Funded by Ministerio de Economía y Competitividad.

Main researcher: Julián Jiménez Heffernan.

Duration: 1/6/2020-30/5/2022.

Participants: Julián Jiménez Heffernan (PI) (UCO), Leonor Martínez Serrano (UCO), María Valero Redondo (UCO).

Summary:

The characterization of Henry James as the Master rests on romantic assumptions of infinite creative freedom. It is thus dismissive of conceptions of literary invention based on imitatio. The fact that the deviant tradition of the novel lacked accommodation within the Neoclassical normative system may help explain the absence of considerations of sources and influences in early critical assessments of prose fiction. But this absence remains very pronounced today. The examination of the narrative sources of Henry James's narratives has never been a critical priority. Expressions of interest in the literary influences shaping James's oeuvre were apparently restricted to the province of an old-fashioned critical practice (Wilson, Trilling, Leavis, Matthiessen, Edel). To make things worse, the current vogue for sociological approaches to narrative texts has contributed to obscure the focus on anomalous inter-textual connectivity that characterized the work of desconstructive hermeneutics (Bloom, De Man, Hillis Miller, Felman, Brooks, Rowe). Still, there is a slow but steady return to considerations of influence in James studies, visible in recent work by important critics like Philip Horne, Adrian Poole or Tamara Follini. To describe the dynamics of intertextual appropriation, these critics have resorted to original tropes like possession, haunting, chaos and dispersal. Catachrestic substitution and synecdochal fragmentation map out the “indirections of influence” (Follini), which in turn spell a mode of stringent intertextual determinism. This alone can account for the violence of memory inscription (James's early traumatic reading of Oliver Twist, for example).

In this project we shall try to flesh out some of these indirections.
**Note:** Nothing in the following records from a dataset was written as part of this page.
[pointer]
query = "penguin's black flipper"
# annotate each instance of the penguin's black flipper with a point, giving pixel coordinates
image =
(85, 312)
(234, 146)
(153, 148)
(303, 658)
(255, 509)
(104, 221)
In particular, we have singled out seven trajectories of influence-analysis: Shakespeare-James, Richardson/Fielding- James, Boswell-James, Emerson-James, Austen-James, Dickens-James, Thackeray-James. Our aim is not to subject these intertextual (in)directions to a rigid genealogical narrative, not to sustain the critical dream of one great tradition providing a single family for James, with Jane Austen as the great-grandmother. We assume that James was inexorably at liberty to scan and appropriate several narrative lineages at once, and that this freedom of an ambulatory aesthetic sensibility procured him an inevitable sense of open literary experience which he would eventually sublate into the one theme of his narratives—human (emotional, sexual, moral, intellectual) freedom. His was the freedom to be enslaved by other writers' texts, and he decided to sublimate this gift into the pragmatic freedom (to renounce and forgo) many of his characters exhibit in the face of societal determinism. The intellectual freedom of Hamlet, the emotional-textual freedom of the subaltern Pamela, the republican freedom of Boswell, the freedom from social convention in Emerson, the freedom to observe and judge in Austen, the ambulatory-spectatorial freedom in Dickens, and the freedom to be textually free, to write about nothing, in Thackery: these are some of the shapes that liberty takes in James's work. By examining some of the literary sources James tapped throughout his formative years, we hope to describe better the indirections of his literary influence and assess more firmly the intertextual determinism (the unfreedom) behind the apparent freedom of a Master who was always aware of being preceded, sometimes outranked, by other masters.